Thank you, Mr. Chair. Thank you for the honour of speaking to the committee.
I'm a researcher and consultant on political narratives and women's affairs. I have conducted national studies in my country about sexual harassment and international statements for the human rights systems, and I have worked at the local and national level as a woman rights defender for 10 years.
I represent the National Women's Civic Association, an organization that has almost 50 years of working for an integral development of women to promote their public participation in Mexico and internationally, and holds consultative status in the United Nations.
I will be speaking about three matters. First, I will talk about an analysis and evaluation of the framing at the edges of sexual health and reproductive rights. Second, I want to talk about what we are not talking about that was recently discovered about sexual violence and sexual and reproductive rights. Finally, I will provide some recommendations for this study based in our local and international experience.
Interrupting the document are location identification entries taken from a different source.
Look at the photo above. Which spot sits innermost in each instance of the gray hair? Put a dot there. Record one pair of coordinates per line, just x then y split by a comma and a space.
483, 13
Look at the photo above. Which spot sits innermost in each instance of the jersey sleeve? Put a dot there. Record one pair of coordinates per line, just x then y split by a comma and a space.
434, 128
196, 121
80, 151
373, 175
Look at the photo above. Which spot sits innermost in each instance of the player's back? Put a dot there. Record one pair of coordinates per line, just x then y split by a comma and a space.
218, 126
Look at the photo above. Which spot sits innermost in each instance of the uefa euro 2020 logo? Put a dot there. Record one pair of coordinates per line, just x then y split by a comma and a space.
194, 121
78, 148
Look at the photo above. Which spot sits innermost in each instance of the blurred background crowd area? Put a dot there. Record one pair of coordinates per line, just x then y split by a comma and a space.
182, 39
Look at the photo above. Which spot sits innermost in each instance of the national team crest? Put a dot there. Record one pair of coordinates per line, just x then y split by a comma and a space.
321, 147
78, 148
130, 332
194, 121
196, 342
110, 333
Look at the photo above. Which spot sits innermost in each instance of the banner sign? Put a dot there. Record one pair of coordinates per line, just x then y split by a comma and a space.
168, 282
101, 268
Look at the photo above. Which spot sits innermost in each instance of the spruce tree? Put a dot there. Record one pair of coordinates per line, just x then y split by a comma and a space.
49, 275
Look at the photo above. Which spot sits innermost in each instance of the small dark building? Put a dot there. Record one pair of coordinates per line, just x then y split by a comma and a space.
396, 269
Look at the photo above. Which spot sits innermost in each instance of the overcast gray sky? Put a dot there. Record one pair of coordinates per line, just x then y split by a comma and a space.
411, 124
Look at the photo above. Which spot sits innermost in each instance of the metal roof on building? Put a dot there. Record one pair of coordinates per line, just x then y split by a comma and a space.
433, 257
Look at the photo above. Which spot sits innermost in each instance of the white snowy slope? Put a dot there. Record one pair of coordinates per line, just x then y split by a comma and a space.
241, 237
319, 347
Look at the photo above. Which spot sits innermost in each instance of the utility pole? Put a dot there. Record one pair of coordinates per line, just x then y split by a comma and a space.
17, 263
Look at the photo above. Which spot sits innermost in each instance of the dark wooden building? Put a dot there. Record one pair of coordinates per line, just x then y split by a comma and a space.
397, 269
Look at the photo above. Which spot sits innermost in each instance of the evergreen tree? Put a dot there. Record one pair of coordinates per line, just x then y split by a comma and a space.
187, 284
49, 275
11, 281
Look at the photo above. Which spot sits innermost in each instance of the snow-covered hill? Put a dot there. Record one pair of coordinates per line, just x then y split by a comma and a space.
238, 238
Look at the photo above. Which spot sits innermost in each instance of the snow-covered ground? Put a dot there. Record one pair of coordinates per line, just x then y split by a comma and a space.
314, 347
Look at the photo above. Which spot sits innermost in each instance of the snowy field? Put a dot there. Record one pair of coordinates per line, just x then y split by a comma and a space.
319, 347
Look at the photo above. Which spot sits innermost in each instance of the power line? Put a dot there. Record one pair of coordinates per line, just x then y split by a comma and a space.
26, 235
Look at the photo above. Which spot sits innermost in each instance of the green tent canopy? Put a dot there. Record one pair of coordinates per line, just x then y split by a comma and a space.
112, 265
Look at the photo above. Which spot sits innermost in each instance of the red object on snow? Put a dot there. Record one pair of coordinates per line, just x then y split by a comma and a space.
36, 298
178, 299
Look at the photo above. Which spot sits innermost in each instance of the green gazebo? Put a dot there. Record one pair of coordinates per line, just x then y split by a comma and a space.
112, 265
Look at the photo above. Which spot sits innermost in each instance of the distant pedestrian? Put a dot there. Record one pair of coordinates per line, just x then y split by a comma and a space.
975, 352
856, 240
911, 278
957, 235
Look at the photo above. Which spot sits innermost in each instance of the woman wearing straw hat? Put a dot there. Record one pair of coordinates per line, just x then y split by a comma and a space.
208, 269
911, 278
The first point is the evolution of the framing at the edges of sexual and health reproductive rights. The sexual and health reproductive rights are based on the idea that sexuality is a fundamental aspect of human development. The framing supporting sexual health and reproductive rights relies on three keywords: access, decision and enjoyment. These three aspects are oriented towards gaining control, autonomy and a life without violence. But which are the indicators that we usually listen to in the local application of policies, programs and international statements?
First, we have indicators that focus on specific behaviours. Some examples include the use of a condom or contraception, access to abortion, and data about sexual life. This data is necessary but it has concerning limitations. As much as we need clarity in the policies and programs, we know that this conduct does not happen in isolation. Sexual health and reproductive rights place most of the measures in the genital aspect of sex. However, reality shows us that sexuality is much more than the use of genitals and includes aspects like affectivity, desire of transcendence, bonding and past experiences of trauma and abuse.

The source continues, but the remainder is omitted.